Apa itu Prasadam?
- 25 Feb 2025 06:08 WIB
- Denpasar
KBRN, Denpasar :. Prasadam merupakan sesuatu yang baru kita dengar di Bali akhir-akhir ini. Dilansir dari https://en.wikipedia.org, prasadam adalah persembahan keagamaan dalam agama Hindu. Prasada paling sering adalah makanan vegetarian yang dimasak khusus untuk para penyembah setelah memuji dan mengucapkan syukur kepada dewa. Di Bali, padanan kata prasadam yang dikenal dalam budaya agama Hindu di Bali ialah lungsuran, paridan atau surudan.
Penyuluh Kementerian Agama Kota Denpasar, Alit Aryawati dalam Siaran Surya Puja di Pro 4 RRI Denpasar belum lama ini menyampaikan prasadam di tradisi kita sebutan khusus untuk lungsuran. Prasadam itu lungsuran, surudan yang sudah kita persembahkan berupa sesajen baik berbentuk sodan, rayunan atau pejati yang telah kita haturkan. Jadi prasadam itu setara dengan surudan, lungsuran atau nunas apa yang sudah kita persembahkan kemudian kita makan lagi.

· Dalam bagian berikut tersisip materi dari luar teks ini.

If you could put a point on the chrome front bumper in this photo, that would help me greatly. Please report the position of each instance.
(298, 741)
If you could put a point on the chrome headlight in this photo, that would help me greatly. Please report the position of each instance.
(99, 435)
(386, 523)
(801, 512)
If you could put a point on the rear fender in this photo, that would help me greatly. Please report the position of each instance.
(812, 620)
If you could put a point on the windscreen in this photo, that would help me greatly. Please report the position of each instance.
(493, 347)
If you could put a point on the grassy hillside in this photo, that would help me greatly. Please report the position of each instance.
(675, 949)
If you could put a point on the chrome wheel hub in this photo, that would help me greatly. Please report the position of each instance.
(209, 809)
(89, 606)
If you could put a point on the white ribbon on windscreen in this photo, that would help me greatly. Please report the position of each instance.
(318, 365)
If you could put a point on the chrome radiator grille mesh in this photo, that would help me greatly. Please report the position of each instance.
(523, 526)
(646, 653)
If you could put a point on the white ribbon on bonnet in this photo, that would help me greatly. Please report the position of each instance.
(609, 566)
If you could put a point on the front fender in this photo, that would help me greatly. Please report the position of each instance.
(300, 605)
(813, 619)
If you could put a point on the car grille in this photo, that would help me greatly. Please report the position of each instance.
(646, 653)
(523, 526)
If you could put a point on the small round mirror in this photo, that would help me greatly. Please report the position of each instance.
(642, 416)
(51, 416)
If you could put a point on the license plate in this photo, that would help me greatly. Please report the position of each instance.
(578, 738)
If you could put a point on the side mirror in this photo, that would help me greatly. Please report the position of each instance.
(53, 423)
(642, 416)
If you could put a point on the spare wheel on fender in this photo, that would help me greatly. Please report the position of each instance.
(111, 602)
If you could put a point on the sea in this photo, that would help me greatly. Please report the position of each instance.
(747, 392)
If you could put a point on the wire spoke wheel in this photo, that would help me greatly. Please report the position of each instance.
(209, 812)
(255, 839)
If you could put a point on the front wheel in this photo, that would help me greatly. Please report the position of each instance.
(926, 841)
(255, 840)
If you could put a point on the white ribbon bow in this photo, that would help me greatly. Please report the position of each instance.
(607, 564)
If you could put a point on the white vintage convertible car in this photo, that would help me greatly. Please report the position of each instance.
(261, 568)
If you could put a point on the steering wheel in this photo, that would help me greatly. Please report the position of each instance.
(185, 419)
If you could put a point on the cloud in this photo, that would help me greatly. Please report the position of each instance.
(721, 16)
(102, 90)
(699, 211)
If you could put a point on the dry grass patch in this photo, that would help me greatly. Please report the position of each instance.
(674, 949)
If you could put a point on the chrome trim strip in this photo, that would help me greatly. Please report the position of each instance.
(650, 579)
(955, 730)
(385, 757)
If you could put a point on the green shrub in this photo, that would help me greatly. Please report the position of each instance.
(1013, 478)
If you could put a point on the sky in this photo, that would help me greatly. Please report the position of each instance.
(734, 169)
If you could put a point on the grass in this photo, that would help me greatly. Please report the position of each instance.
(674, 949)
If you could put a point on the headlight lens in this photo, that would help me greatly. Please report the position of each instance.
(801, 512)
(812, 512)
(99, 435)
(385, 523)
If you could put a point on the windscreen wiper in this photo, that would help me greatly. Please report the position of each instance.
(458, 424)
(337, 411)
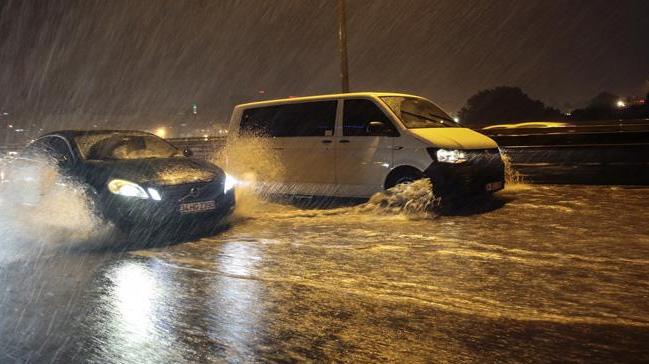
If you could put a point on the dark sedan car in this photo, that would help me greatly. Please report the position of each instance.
(137, 179)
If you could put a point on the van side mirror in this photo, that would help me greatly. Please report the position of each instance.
(377, 128)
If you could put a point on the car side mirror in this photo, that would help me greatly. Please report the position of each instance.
(376, 128)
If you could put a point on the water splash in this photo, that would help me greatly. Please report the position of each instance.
(413, 200)
(41, 209)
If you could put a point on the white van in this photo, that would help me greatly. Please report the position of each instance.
(357, 144)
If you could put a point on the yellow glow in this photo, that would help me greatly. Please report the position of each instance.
(161, 132)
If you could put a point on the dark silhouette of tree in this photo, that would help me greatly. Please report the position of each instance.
(504, 104)
(603, 100)
(600, 107)
(604, 107)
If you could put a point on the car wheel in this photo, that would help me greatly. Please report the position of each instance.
(403, 177)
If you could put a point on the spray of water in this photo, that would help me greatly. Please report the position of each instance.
(514, 181)
(42, 210)
(413, 200)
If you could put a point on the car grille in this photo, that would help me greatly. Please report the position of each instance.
(484, 156)
(192, 192)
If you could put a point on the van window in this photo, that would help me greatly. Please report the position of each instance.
(358, 113)
(419, 113)
(290, 120)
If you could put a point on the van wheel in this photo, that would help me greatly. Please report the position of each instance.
(403, 176)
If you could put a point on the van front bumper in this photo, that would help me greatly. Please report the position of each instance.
(483, 172)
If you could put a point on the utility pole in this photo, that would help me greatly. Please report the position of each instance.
(342, 46)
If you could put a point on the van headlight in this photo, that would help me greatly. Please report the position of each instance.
(229, 183)
(127, 188)
(450, 156)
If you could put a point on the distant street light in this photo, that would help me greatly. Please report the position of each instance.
(342, 46)
(161, 132)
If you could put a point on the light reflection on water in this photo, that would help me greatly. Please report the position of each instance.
(287, 283)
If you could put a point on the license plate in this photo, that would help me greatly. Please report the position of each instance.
(194, 207)
(493, 186)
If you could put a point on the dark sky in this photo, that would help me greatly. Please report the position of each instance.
(156, 57)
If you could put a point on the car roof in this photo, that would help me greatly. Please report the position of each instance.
(71, 134)
(323, 97)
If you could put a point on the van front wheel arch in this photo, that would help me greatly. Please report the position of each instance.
(402, 174)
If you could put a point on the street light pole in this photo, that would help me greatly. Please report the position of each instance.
(342, 46)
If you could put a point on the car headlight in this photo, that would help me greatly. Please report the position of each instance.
(450, 156)
(229, 183)
(126, 188)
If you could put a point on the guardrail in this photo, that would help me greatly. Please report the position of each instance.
(603, 153)
(6, 149)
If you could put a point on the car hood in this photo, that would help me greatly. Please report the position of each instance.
(159, 171)
(455, 138)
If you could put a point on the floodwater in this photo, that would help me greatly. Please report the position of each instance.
(538, 274)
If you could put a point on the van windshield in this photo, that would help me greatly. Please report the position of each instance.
(419, 113)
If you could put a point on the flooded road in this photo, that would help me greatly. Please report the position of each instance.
(541, 273)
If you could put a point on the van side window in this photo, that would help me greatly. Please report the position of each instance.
(358, 113)
(290, 120)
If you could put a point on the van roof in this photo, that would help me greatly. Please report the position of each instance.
(321, 97)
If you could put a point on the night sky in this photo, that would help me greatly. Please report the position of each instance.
(157, 57)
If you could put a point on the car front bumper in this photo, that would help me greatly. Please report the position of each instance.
(128, 213)
(483, 172)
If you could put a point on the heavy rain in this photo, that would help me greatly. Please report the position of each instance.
(168, 194)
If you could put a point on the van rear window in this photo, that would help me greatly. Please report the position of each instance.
(290, 120)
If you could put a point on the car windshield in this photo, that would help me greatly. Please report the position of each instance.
(124, 146)
(419, 113)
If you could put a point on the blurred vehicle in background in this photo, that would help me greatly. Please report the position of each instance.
(134, 179)
(358, 144)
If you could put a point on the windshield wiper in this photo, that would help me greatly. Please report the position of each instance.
(429, 119)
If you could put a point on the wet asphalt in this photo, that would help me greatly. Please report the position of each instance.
(538, 274)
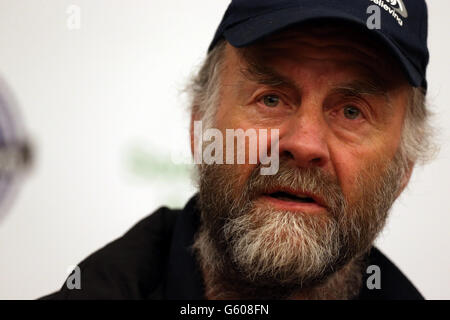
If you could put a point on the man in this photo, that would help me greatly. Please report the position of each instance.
(347, 104)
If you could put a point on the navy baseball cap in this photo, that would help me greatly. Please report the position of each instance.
(403, 25)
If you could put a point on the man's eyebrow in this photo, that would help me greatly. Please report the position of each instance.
(363, 87)
(261, 74)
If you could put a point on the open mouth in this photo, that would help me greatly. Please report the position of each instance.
(286, 196)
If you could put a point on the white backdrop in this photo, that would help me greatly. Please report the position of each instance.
(99, 102)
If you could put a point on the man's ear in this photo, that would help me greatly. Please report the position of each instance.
(194, 117)
(406, 177)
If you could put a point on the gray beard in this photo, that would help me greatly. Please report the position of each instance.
(251, 251)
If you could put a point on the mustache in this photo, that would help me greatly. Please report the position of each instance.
(314, 181)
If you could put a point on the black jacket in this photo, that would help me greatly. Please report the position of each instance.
(153, 261)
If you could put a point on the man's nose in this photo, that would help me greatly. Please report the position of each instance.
(303, 139)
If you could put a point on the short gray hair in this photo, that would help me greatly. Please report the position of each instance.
(416, 143)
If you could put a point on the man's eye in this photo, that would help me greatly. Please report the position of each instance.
(271, 100)
(352, 113)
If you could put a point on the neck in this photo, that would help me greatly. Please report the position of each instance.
(221, 284)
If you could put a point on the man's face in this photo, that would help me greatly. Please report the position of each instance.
(339, 105)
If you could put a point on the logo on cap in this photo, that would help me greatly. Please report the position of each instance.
(395, 8)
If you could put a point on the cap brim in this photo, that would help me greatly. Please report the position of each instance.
(251, 30)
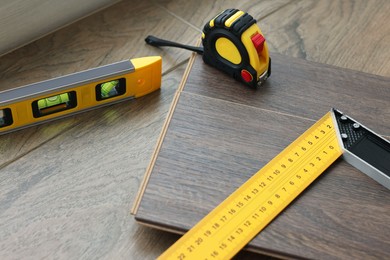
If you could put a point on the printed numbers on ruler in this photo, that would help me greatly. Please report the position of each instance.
(232, 224)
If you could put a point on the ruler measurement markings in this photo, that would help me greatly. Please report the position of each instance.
(253, 206)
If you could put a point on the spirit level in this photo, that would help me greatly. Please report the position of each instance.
(55, 98)
(233, 43)
(240, 217)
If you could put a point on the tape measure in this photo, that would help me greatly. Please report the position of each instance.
(240, 217)
(233, 43)
(52, 99)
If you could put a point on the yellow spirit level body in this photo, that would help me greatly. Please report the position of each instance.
(55, 98)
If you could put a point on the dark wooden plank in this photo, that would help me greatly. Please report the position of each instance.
(216, 142)
(304, 89)
(103, 38)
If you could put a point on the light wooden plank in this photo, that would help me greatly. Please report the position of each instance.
(103, 38)
(71, 196)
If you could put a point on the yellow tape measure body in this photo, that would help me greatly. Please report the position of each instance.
(239, 218)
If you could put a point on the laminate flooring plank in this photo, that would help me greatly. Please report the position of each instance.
(303, 89)
(348, 34)
(103, 38)
(212, 146)
(71, 196)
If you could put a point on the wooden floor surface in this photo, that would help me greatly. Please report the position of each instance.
(67, 187)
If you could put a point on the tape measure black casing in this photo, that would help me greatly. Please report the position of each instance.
(232, 33)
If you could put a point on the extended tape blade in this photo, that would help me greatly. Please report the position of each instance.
(239, 218)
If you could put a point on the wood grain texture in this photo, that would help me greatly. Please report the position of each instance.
(60, 197)
(214, 143)
(106, 37)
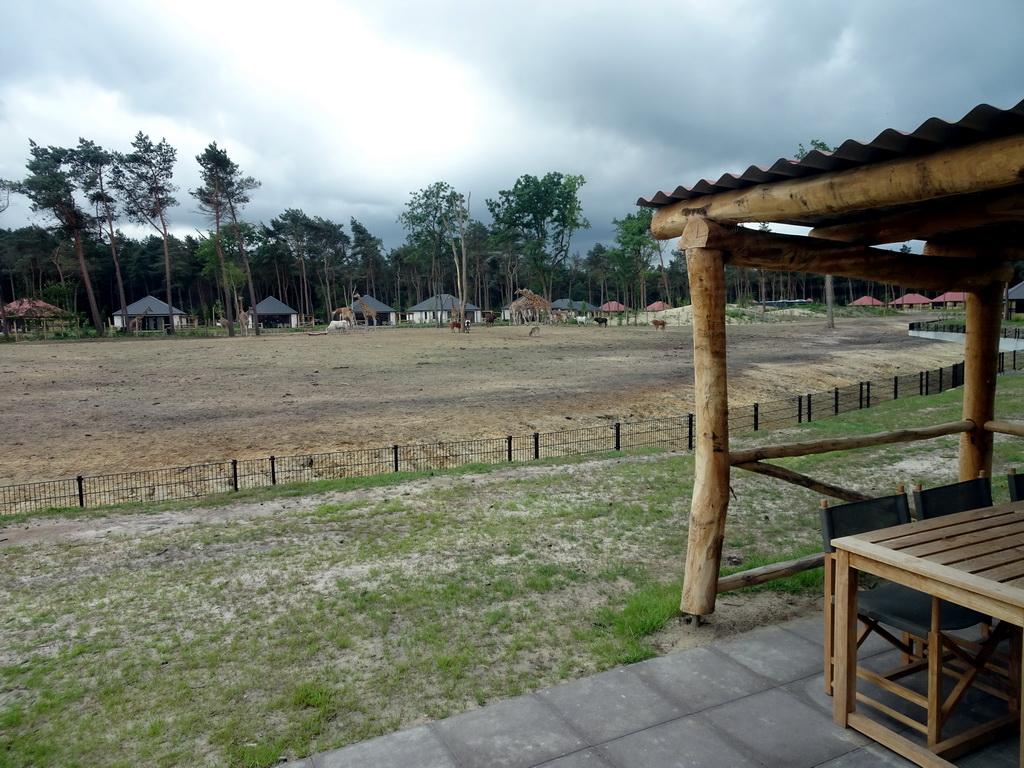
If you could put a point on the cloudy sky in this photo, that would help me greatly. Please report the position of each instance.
(343, 108)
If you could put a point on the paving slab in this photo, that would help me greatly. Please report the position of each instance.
(755, 700)
(518, 733)
(611, 705)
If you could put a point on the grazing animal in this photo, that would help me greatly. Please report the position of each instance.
(345, 313)
(519, 310)
(244, 321)
(536, 303)
(136, 323)
(369, 313)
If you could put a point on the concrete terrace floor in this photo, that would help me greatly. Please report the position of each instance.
(757, 699)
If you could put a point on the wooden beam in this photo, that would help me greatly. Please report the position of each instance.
(961, 170)
(794, 253)
(973, 249)
(928, 220)
(781, 473)
(1015, 428)
(770, 572)
(981, 361)
(711, 464)
(810, 448)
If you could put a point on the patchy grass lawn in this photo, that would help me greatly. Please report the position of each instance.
(241, 632)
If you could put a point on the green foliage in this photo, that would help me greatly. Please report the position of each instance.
(541, 215)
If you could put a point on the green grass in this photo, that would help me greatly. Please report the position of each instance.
(240, 641)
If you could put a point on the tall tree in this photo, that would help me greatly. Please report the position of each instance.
(93, 169)
(224, 193)
(4, 202)
(143, 180)
(294, 229)
(829, 287)
(544, 213)
(51, 187)
(436, 218)
(638, 249)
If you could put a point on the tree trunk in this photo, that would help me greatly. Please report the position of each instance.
(97, 321)
(711, 472)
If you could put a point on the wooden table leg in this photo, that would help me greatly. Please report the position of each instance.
(845, 683)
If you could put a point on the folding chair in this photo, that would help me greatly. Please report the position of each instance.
(1016, 483)
(889, 605)
(919, 617)
(956, 497)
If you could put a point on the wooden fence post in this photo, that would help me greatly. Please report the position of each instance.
(981, 358)
(706, 268)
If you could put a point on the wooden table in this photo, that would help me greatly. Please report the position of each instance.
(975, 559)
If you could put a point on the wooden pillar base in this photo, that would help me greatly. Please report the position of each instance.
(711, 472)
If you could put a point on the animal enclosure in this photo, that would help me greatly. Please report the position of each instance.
(115, 407)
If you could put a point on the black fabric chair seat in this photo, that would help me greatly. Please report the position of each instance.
(910, 610)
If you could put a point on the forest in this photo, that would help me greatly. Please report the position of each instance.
(83, 262)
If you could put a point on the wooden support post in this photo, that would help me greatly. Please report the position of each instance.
(981, 354)
(711, 472)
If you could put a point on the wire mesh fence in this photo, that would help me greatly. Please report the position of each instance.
(675, 433)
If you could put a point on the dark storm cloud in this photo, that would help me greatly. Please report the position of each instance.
(636, 98)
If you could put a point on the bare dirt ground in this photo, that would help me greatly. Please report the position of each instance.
(116, 406)
(99, 407)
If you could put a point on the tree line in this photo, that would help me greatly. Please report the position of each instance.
(82, 261)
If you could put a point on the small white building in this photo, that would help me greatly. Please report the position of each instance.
(439, 309)
(154, 315)
(272, 312)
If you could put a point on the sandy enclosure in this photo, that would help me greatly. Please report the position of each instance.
(112, 406)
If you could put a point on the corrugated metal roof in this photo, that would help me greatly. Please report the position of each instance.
(982, 123)
(441, 302)
(373, 303)
(272, 305)
(155, 305)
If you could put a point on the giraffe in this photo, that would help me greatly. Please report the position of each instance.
(136, 323)
(537, 303)
(518, 310)
(368, 311)
(344, 313)
(244, 320)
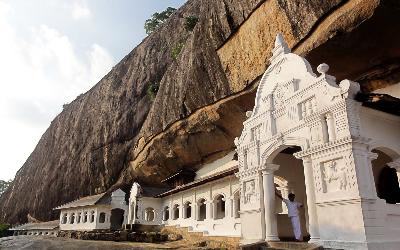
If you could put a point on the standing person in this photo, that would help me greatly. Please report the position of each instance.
(293, 213)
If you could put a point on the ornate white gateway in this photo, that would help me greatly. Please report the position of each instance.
(296, 109)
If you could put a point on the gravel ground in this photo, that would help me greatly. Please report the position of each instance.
(50, 243)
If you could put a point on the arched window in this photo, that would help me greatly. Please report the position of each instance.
(85, 217)
(149, 214)
(219, 207)
(64, 219)
(187, 210)
(78, 219)
(166, 213)
(175, 212)
(72, 220)
(92, 217)
(201, 210)
(102, 217)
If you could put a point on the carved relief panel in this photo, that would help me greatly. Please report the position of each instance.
(334, 176)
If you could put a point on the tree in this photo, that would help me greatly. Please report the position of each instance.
(157, 19)
(4, 185)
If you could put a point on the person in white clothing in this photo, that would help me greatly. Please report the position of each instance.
(293, 213)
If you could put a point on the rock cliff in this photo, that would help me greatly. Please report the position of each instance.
(118, 131)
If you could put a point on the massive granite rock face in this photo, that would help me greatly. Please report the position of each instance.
(117, 132)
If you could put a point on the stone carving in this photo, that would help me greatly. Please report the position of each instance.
(335, 176)
(249, 191)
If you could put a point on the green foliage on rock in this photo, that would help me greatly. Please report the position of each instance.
(152, 90)
(177, 50)
(190, 22)
(157, 19)
(4, 185)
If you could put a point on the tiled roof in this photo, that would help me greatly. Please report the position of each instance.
(85, 201)
(201, 181)
(48, 225)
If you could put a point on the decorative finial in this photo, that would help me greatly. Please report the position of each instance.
(281, 47)
(323, 68)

Lebih lanjut Alit Aryawati menuturkan, prasadam itu sudah semestinya kita lungsur, kita tunas tidak hanya sekedar diambil, dilungsur tapi tidak ditunas. Jadinya itu bukan prasadam. Prasadam ini juga bagian dari rasa Syukur kita saat kita nunas ica, dengan cara nunas lungsuran atau waranugraha Ida Sang Hyang Widi Wasa itu.
“Kalau saya maturan dengan keluarga apapun itu jenis banten, baik itu isi ayamnya atau sekedar buah, jajan atau tipat rasanya happy, bahagia kalau kita makan surudan”, ungkapnya.
Pada acara yang sama Penyuluh Kementerian Agama Kota Denpasar, Dr. I Nyoman Dayuh juga menambahkan prasadam menurut arti kata yang dikenal di Bali atau di agama Hindu dikenal dengan lungsuran, surudan, paridan itu. Namun, prasadam ini konteksnya bukan hanya lungsuran di pura saja. Kalau kita luaskan arti prasadam secara umum dalam konteks tata boganya tidak hanya sekedar yang dibanten. Konsepnya Prasadam itu apapun yang kita makan, yang kita yakini bersumber dari Ida Sang Hyang Widi Wasa.
Contohnya di rumah, apakah yang kita makan itu prasadam, iya itu prasadam karena ketika kita mau makan nasi pasti kita berdoa terlebih dahulu, seperti mesaiban. Setelah mesaiban barulah kita makan nasi sisa mesaiban yang ada di magicom atau kita nunas nasi itu. Ini juga merupakan bagian dari prasadam.Sehingga inilah yang menyebabkan banyak orang yang tidak menyadari apa yang sudah dia makan itu prasada, tutup Nyoman Dayuh.
Rekomendasi Berita
Memuat berita terbaru.....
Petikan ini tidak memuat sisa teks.